SEOUL, South Korea — Pope Francis warned South Korea’s Catholic bishops not to let their country’s “prosperous, yet increasingly secularized and materialistic society” distract the church from its essential duty to evangelize.

Since the end of the Korean War in 1953, the southern half of the peninsula has risen from poverty to become the world’s 13th-largest economy, good fortune that Pope Francis said posed cultural and spiritual perils.

Pope Francis arrives for a meeting with the bishops of South Korea at the headquarters of the Korean bishops' conference in Seoul Aug. 14. (CNS photo/Paul Haring)
Pope Francis arrives for a meeting with the bishops of South Korea at the headquarters of the Korean bishops’ conference in Seoul Aug. 14. (CNS photo/Paul Haring)

“In such circumstances, it is tempting for pastoral ministers to adopt not only effective models of management, planning and organization drawn from the business world, but also a lifestyle and mentality guided more by worldly criteria of success, and indeed power, than by the criteria which Jesus sets out in the Gospel,” the pope said Aug. 14 at the headquarters of the Catholic Bishops’ Conference of Korea.

Pope Francis met with the bishops on the first day of a five-day trip to South Korea, his first pastoral visit to Asia. Earlier in the day, he met privately with South Korean President Park Geun-hye.

The told the bishops the life and mission of the Korean church must be measured in the “clear light of the Gospel and its call to conversion to the person of Jesus Christ.”

Pope Francis also celebrated what he described as the characteristic virtues of the church in Korea, including its tradition of lay leadership, starting with the 18th-century nobles who converted after reading Catholic books imported from China. He cited this history as an inspiring counter-example to a problem he has frequently criticized: an excessive deference by laypeople to bishops and priests.

The first Korean Christians “did not have the temptation of clericalism, they were able to go on alone” to the found the church, the pope said.

The pope said the 10,000 Koreans martyred for their faith in the 18th and 19th centuries now offer an inspiring example of Christian hope to a “world that, for all its material prosperity, is seeking something more, something greater, something authentic and fulfilling.”

“You and your brother priests offer this hope by your mystery of sanctification, which not only leads the faithful to the sources of grace in the liturgy and the sacraments, but also urges them to press forward in response to the upward call of God,” he said.
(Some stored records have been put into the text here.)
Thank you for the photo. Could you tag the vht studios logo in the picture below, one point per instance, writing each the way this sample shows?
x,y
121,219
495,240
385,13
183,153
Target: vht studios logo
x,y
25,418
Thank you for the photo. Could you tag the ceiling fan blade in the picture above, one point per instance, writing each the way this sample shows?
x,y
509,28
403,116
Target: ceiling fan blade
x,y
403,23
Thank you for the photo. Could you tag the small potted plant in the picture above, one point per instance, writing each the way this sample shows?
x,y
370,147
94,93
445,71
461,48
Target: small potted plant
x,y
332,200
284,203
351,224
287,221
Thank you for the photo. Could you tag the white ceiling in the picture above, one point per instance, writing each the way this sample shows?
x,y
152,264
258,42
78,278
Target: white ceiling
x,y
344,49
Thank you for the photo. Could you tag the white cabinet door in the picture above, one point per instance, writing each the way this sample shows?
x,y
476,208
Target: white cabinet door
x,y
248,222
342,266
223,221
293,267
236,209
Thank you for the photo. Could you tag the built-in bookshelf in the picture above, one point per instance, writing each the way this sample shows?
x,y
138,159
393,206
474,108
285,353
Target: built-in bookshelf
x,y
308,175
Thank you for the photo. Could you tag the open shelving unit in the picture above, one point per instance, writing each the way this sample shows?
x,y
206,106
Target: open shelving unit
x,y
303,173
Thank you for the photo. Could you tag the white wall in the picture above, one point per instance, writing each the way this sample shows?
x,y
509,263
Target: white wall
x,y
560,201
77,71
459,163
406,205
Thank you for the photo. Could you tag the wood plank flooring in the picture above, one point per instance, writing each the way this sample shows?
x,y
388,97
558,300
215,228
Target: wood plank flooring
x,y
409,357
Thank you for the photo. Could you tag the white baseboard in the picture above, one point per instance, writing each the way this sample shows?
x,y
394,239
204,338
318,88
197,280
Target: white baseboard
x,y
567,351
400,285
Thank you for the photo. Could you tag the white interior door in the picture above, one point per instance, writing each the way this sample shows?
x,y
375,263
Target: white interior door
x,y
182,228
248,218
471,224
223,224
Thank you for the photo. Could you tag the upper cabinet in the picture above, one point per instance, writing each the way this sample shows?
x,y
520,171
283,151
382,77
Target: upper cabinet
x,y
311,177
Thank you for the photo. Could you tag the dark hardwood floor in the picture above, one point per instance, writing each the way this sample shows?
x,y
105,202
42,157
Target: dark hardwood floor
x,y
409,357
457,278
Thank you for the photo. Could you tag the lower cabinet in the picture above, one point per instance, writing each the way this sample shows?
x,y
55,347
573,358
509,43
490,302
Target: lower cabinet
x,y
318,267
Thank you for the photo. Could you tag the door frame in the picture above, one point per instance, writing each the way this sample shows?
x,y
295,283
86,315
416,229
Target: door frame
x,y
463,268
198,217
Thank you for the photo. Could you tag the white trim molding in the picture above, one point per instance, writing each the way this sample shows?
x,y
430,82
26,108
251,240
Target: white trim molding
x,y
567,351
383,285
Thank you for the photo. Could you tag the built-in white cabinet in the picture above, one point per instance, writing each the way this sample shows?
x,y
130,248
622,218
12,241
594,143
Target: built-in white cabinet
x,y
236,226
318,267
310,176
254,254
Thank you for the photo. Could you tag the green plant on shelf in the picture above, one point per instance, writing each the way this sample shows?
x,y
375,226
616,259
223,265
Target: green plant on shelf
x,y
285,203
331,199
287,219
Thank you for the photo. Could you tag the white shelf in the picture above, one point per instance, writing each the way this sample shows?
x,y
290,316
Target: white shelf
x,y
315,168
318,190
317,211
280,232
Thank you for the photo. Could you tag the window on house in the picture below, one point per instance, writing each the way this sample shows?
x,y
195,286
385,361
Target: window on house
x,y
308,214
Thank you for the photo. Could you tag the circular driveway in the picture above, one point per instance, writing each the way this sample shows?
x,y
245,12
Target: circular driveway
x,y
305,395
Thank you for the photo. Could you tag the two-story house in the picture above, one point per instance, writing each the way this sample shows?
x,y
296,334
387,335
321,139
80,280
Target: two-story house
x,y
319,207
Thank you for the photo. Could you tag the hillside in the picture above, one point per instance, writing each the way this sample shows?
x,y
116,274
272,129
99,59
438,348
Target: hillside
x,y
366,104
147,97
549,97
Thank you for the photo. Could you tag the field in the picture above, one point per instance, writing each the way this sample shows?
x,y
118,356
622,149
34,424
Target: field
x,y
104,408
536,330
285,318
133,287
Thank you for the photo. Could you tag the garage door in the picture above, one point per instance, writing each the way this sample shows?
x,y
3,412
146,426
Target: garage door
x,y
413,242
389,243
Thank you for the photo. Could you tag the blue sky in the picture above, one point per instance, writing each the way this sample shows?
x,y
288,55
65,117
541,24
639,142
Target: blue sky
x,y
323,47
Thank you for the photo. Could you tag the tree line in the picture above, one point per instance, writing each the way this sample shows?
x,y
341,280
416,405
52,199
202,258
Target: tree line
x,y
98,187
Pope Francis praised the “prophetic witness of the church in Korea (as) evident in its concern for the poor and in its programs of outreach, particularly to refugees and migrants and those living on the margins of society.”

But he warned against reducing charitable work to mere handouts, “while overlooking each individual’s need to grow as a person and to express in a worthy manner his or her own personality, creativity and culture,” a need he said can only be served by “social, occupational and educational promotion.”

Charity, the pope suggested, is also a powerful form of evangelization, especially among the young: “I am convinced that if the face of the church is first and foremost a face of love, more and more young people will be drawn to the heart of Jesus ever aflame with divine love in the communion of his mystical body.”